UC Santa Barbara, Department of Geography

 

 

 

Wild fire represents one of the most significant forms of natural disturbance globally, impacting a wide range of ecosystems ranging from boreal forests to mediterreanean shrublands and tropical rainforest. Fire danger is a product of complex interactions between weather, terrain and fuels. One of the greatest uncertainties in assessing fire danger is our knowledge of fuels, which vary at fine spatial scales, change depending on stand age and prior disturbance history and vary seasonally and interannually depending on moisture availability. Remote sensing has the potential of reducing uncertainty in mapping fuels and improving our ability to assess spatially and temporally varying fuel characteristics.  In this paper, I discuss methods in which remote sensing can be used to map wildfire fuels. I define four fuel properties of interest, including fuel type (fuel model), live fuel moisture, fuel biomass (foliage and woody) and fuel condition (senesced vs live canopy components). I present examples from Southern California, in which the Airborne Visible/Infrared Imaging Spectrometer (AVIRIS) is used to map wildfire fuels along the wildland urban interface in the Santa Ynez front range and the Santa Monica Mountains. Fuel types are mapped using a new approach, called Multiple Endmember Spectral Mixture Analysis, which has the ability to map vegetation to the species level. Live fuel moisture and green live biomass are assessed using remotely sensed measures of canopy moisture, derived from the expression of liquid water in the reflectance spectrum of plants. Fuel condition is mapped using spectral mixture analysis, in which a spectrum composed of a mixture of surface types, is decomposed into green vegetation, soil, senesced material (non-photosynthetic vegetation) and shade. Seasonal changes in fuel characteristics, and longer term changes following wildfire are assessed by analysis of time series AVIRIS, acquired between 1994 and 2001.

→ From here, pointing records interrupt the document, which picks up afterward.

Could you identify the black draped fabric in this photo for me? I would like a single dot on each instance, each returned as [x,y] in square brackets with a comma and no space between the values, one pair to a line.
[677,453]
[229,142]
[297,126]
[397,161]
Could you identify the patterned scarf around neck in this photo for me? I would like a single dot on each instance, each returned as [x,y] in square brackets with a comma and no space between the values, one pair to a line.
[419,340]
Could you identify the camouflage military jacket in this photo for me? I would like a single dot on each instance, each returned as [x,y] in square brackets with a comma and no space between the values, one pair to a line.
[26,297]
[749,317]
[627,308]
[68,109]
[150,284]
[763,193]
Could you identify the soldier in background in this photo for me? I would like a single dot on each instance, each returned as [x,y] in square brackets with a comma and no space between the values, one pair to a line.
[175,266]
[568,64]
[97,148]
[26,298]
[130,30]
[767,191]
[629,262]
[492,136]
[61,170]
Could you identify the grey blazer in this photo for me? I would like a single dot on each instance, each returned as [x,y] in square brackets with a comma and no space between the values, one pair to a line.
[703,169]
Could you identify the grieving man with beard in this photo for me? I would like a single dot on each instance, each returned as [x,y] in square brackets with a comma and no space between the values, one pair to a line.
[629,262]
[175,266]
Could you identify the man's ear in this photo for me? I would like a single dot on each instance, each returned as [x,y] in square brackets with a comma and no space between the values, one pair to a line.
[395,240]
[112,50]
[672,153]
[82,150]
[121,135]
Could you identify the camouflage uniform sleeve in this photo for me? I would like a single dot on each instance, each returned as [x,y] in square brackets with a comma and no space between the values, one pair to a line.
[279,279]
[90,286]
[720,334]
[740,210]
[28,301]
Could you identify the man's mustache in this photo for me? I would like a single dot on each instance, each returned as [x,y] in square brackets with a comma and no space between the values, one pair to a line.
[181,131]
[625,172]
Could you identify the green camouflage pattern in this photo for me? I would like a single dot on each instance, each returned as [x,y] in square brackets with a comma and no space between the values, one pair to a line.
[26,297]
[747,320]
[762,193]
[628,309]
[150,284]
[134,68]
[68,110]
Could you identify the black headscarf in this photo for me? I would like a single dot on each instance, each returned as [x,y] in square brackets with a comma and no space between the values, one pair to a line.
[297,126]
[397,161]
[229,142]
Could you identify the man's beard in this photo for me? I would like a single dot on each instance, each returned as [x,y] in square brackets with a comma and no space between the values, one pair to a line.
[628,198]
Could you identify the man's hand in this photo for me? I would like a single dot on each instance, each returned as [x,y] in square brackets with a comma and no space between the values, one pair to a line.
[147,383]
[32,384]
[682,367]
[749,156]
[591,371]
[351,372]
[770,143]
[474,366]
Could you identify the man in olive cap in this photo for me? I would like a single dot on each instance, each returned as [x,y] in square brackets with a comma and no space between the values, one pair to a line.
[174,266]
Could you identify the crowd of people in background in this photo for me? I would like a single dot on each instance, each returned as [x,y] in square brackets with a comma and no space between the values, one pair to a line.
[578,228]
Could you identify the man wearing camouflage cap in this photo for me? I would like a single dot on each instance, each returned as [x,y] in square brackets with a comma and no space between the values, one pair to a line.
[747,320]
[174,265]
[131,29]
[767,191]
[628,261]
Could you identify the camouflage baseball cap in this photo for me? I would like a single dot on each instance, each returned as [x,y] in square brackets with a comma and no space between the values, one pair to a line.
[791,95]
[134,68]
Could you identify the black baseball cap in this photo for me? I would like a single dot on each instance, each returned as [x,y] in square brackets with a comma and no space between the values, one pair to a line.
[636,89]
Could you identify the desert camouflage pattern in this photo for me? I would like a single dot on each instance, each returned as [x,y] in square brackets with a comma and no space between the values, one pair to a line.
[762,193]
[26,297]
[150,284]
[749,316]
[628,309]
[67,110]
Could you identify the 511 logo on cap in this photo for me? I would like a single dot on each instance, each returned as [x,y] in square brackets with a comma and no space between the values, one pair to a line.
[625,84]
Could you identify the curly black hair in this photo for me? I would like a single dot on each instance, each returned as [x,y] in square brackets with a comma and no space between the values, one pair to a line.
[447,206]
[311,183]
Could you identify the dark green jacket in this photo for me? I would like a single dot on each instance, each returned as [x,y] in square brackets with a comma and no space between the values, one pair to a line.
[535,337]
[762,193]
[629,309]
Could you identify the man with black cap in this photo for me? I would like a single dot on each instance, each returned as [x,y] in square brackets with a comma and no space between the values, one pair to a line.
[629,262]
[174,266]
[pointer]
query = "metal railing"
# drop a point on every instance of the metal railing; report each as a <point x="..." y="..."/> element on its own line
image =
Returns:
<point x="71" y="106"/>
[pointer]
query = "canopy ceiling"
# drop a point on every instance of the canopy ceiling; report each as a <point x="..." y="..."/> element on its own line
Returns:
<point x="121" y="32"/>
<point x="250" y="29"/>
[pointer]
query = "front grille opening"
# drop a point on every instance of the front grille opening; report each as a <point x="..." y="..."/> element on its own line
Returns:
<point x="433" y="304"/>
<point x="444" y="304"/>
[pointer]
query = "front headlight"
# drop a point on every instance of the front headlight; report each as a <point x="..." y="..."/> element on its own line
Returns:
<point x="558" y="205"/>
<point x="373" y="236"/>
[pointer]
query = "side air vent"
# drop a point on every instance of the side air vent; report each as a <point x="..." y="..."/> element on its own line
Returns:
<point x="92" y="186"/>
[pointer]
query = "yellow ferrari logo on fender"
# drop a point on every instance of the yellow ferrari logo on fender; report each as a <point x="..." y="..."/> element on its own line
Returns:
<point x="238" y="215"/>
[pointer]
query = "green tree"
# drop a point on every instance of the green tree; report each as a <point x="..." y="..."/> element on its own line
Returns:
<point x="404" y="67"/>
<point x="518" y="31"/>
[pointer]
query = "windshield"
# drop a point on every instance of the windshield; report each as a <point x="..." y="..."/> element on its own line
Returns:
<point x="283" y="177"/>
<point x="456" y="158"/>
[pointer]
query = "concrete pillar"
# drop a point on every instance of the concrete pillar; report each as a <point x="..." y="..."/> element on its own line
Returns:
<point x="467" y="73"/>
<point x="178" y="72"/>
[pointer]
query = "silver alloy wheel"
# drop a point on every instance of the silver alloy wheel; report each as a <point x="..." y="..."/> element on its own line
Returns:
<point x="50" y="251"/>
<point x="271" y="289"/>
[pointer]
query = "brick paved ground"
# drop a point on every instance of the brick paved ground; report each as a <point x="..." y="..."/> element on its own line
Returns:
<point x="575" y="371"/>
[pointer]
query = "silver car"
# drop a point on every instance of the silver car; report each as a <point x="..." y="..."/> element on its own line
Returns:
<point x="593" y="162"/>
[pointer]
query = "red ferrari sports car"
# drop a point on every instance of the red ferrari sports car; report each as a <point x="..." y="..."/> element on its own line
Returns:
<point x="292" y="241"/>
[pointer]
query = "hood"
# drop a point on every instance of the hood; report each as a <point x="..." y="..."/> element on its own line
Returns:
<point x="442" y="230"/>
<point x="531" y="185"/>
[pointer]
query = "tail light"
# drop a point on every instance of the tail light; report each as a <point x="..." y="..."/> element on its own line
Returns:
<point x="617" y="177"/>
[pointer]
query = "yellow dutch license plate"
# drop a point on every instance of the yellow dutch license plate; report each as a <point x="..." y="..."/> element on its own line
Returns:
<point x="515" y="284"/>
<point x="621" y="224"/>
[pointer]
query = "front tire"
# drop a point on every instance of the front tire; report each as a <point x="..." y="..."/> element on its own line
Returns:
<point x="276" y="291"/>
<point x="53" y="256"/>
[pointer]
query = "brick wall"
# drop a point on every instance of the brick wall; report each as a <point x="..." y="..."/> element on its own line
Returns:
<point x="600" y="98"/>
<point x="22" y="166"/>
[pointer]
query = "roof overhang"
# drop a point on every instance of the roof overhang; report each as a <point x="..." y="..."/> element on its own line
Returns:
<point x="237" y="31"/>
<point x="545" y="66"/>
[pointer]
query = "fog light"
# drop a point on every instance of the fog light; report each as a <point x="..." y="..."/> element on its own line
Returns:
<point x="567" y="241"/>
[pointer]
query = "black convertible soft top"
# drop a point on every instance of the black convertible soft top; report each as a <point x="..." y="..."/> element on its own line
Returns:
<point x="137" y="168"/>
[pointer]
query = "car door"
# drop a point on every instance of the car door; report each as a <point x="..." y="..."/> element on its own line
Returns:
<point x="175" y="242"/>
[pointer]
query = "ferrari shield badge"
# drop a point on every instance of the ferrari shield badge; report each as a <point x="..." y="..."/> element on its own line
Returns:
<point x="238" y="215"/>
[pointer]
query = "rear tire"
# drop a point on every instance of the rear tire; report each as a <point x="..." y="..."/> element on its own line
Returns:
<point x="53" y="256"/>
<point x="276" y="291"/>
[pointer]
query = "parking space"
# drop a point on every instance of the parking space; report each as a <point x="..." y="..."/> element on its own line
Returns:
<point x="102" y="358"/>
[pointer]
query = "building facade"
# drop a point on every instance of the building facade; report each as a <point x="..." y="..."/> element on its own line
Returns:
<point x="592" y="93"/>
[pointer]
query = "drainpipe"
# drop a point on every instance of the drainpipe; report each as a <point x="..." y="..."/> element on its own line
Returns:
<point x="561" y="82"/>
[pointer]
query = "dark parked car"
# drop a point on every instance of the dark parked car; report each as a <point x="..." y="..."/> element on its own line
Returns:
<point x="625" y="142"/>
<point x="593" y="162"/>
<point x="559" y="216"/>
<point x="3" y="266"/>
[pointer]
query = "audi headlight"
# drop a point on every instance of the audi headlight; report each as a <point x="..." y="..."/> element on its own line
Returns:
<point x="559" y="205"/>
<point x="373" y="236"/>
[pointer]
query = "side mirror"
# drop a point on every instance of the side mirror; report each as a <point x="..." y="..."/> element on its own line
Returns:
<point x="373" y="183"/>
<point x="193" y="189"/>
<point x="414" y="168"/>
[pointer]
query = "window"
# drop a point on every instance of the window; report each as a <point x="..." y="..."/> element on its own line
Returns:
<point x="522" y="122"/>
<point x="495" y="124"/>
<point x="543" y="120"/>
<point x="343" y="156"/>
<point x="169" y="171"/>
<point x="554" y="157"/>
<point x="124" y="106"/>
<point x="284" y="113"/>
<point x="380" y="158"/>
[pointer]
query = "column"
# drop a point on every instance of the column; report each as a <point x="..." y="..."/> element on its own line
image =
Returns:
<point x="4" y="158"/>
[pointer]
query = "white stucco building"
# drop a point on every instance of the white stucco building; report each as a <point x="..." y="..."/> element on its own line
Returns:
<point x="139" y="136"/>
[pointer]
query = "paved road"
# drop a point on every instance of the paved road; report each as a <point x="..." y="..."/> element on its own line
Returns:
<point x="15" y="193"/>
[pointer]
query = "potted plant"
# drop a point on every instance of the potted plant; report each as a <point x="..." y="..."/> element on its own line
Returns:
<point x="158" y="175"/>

A significant limitation in the use of hyperspectral data, such as AVIRIS, is the limited spatial and temporal coverage provided by this airborne sensor. One mechanism for overcoming this limitation is to use AVIRIS to inform the analysis of fuels using coarser resolution, broad band data, such as Landsat ETM and MODIS.  As a preliminary step towards this goal, I compare AVIRIS measures of fuels to measures provided by ETM and MODIS over the same region in southern California.